Wow, didn't think Contis were in short supply.
I am glad I got my Conti ExtremeContact DWS tires for my winter set up using all the same sized wheels and storing my staggered summer set up.
Now I get better gas mileage on my d than ever!


----------



## liquidtiger720 (Feb 27, 2006)

My summer tires work for the winter here


----------



## EYE4SPEED (Apr 19, 2010)

My car is in storage - but I run winter rubber mats year round. My Audi will be getting some SottoZero's once the snow flies.


----------



## stoked335d (Jan 4, 2010)

Swapped them today. It took me little over an hour. The dealer overtightened the front wheels' bolts during the last brake job(warped rotors were replaced). It was so much harder than the rears and I don;t think they used a torque wrench. The rears came off easily as I used my wrench set to 90 lb/ft past April. Also noticed that after I took all the bolts off a wheel it was stuck to the rotor section. I had to sit on the ground and slowly kick 12,6,3 and 9 o'clock part of the tire to loosen each wheel. I saw some gunk build up inside the wheel and middle circle section on car right behind BMW cap sits.

I will miss the 193m wheel looks until April.

Before and after pics.


----------



## GB (Apr 3, 2002)

Not trying to nitpick, but that's actually the hub that was sticking, not the rotor. Nothing to worry about regardless--and still looks good with the winter setup 

But on a related topic, I found that a pair of lug bolt guides makes mounting and removing the wheels MUCH easier. I'm sure there's lots of sources and DIY options, but I got mine from ReverseLogic, along with a BMW jack pad adapter. http://www.reverselogic.us


----------



## 5SeriesNatsFan (Mar 8, 2010)

Mine go on this Saturday


----------



## MarcL (Jan 15, 2004)

Ditto for this Saturday. I have a set of WS70s mounted on their $99 MSW alloys coming from Tire Rack on Wednesday.


----------



## 5SeriesNatsFan (Mar 8, 2010)

I have Donlop Winter Sports M3 with wheels (the brand of which I forget).


----------



## FlyingLow78 (Jul 28, 2011)

I finally installed my Bridgestone Blizzak WS-50s this evening. Earlier today I drove to work and it was 0 degrees C with visible frost on the road, and on the way home it was about 4 C and very wet. I'm having a small issue with the TPMS, but it may not have reset properly because the tire pressures were too low. I'll try again tomorrow on my way in to work.

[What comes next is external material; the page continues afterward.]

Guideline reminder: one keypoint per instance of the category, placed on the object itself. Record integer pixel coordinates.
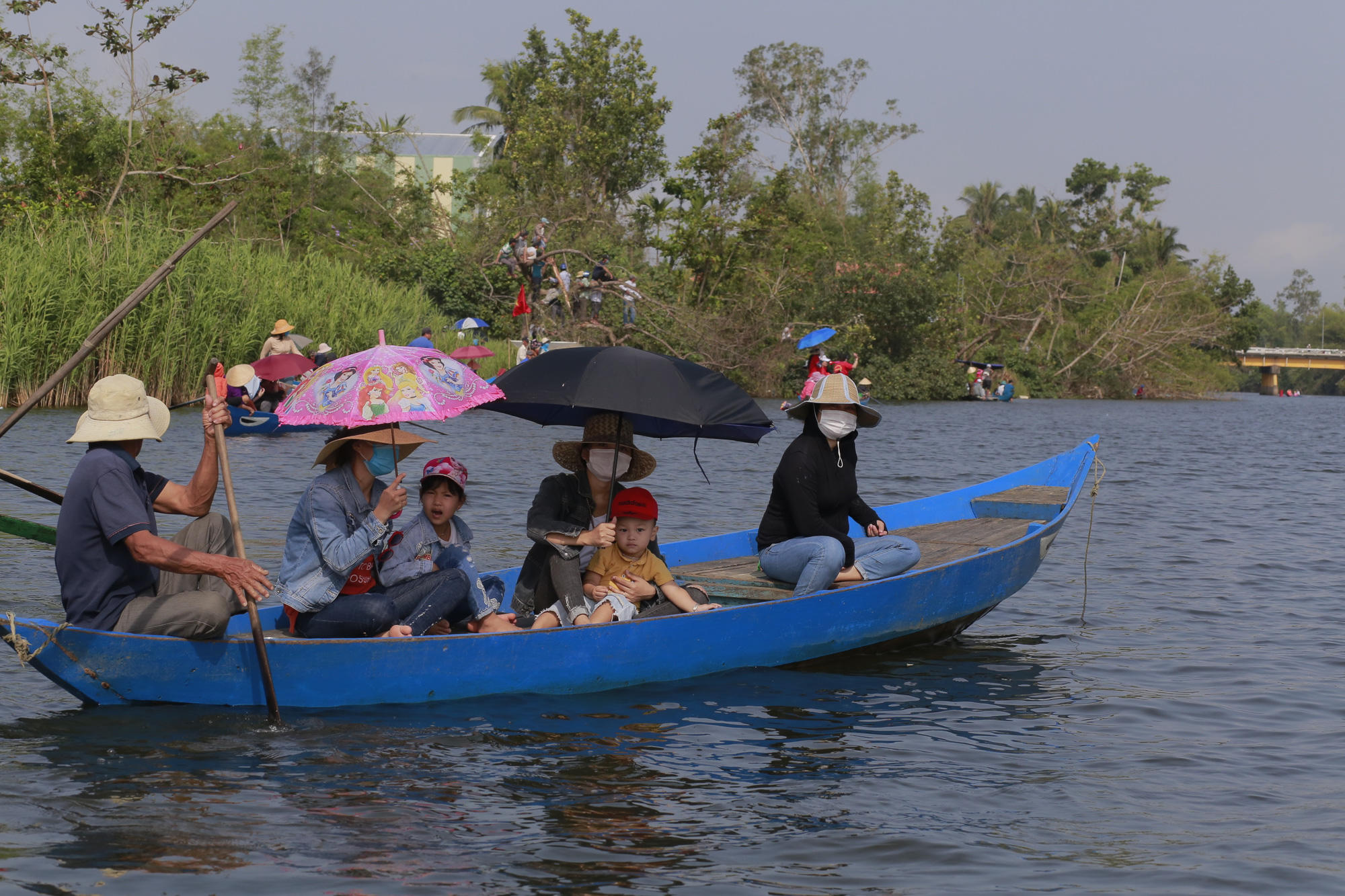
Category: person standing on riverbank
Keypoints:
(279, 341)
(116, 573)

Upsides: softer ride, better mileage (square instead of staggered), and I won't slide into a 30-feet deep ditch.


----------



## bimmerdiesel (Jul 9, 2010)

i made shift last weekend and since then temp have gone up. Yesterday it was 58F when I was driving back.


----------



## MarcL (Jan 15, 2004)

I think I win the good timing award. My Blizzaks arrived last Wednesday and since then we've had 3 snow storms in Denver. Phew.


----------



## 3ismagic# (Mar 17, 2011)

I will be moving back to the snow next year and was thinking of getting a set of 193M wheels and using the stock 195s for a winter set up. 

Any ever used the style 195 wheels with winter tires?


----------



## Pat_X5 (Aug 23, 2008)

3ismagic# said:


> I will be moving back to the snow next year and was thinking of getting a set of 193M wheels and using the stock 195s for a winter set up.
> 
> Any ever used the style 195 wheels with winter tires?

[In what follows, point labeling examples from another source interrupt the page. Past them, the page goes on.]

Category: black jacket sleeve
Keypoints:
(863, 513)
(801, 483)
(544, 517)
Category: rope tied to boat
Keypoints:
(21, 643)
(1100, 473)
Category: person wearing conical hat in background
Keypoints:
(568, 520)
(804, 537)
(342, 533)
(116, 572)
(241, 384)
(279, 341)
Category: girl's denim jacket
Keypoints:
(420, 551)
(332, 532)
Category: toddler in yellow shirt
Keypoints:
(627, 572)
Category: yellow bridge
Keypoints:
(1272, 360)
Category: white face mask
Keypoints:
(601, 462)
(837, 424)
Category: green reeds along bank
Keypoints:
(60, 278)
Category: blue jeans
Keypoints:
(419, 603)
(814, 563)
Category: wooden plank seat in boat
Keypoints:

The 195s came stock on my 335d and they have summer RFT rubbers on them. So I decided to keep them for summer because of the staggered wheels.

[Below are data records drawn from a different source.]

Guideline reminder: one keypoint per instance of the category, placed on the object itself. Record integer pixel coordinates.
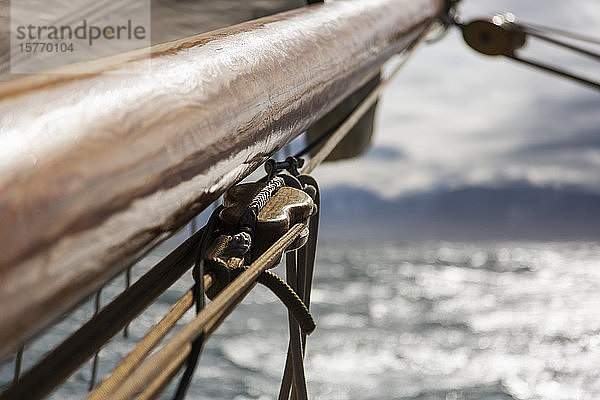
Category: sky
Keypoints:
(454, 118)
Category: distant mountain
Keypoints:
(515, 212)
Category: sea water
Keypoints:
(430, 320)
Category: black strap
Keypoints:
(198, 274)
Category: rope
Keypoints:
(209, 319)
(306, 256)
(68, 356)
(556, 71)
(561, 43)
(198, 275)
(105, 389)
(571, 35)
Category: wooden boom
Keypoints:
(104, 160)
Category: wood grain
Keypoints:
(100, 161)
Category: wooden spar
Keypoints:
(104, 160)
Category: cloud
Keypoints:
(462, 119)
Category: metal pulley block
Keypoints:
(286, 207)
(498, 36)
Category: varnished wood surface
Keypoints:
(101, 162)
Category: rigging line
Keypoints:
(307, 263)
(95, 361)
(332, 139)
(198, 274)
(561, 43)
(18, 364)
(127, 286)
(209, 319)
(299, 391)
(548, 68)
(104, 390)
(572, 35)
(57, 365)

I got a set of 197's square (non staggered 8x18") and love them with the Conti ExtremeContact DWS in 18" - they ride so nice for non RFT and grips well in the wet & light snow for winter. :thumbup:


----------



## kmorgan_260 (Jul 9, 2010)

My TPMS always complains when i change from summer to winter and back again. I think there is just enough difference in the tires that it has to be reset.


----------



## bimmerdiesel (Jul 9, 2010)

kmorgan_260 said:


> My TPMS always complains when i change from summer to winter and back again. I think there is just enough difference in the tires that it has to be reset.


Yes you do. Manual says you should reset it every time you change tires or even air pressure. Thankfully it's easy process so not much of pain.


----------



## BMW Power (Jul 25, 2007)

bimmerdiesel said:


> i made shift last weekend and since then temp have gone up. Yesterday it was 58F when I was driving back.


I am still holding onto the summers, I think I need to change this week though, they are talking snowy conditions on Christmas...


----------



## Llarry (May 17, 2002)

FlyingLow78 said:


> Upsides: softer ride, better mileage (square instead of staggered), and I won't slide into a 30-feet deep ditch.


That ditch part is a very, very big upside!


----------



## YOST (Jan 22, 2011)

Put the X-ices on here in Ottawa about 2 weeks ago. 
Have them on "winter rims" which I got fro $100 each on Kigigi! from a tire guy in Toronto.
They are noisy though and the roads have been clear so far.


----------



## FlyingLow78 (Jul 28, 2011)

It was 51 degrees here today. I'm able to spin my rear tires very easily at 40 MPH on damp roads. At this rate, they may not last the whole season!

I miss my RFTs.


----------



## stoked335d (Jan 4, 2010)

I put back M-sports w/summer tires yesterday. Each wheel was stuck again by the hub. This time used some Permatex anti-seize lubricant after cleaning the corrosion from wheels and hub section. 

I used the winter setup only once in snow past winter. The car went up steep hills to a ski resort(Hunter Mtn) during the storm with no issues. I saw a FW drive late model sedan(I think a Passat) spinning front wheels and another Lexus IS250 spinning out most likely on all-seasons.


----------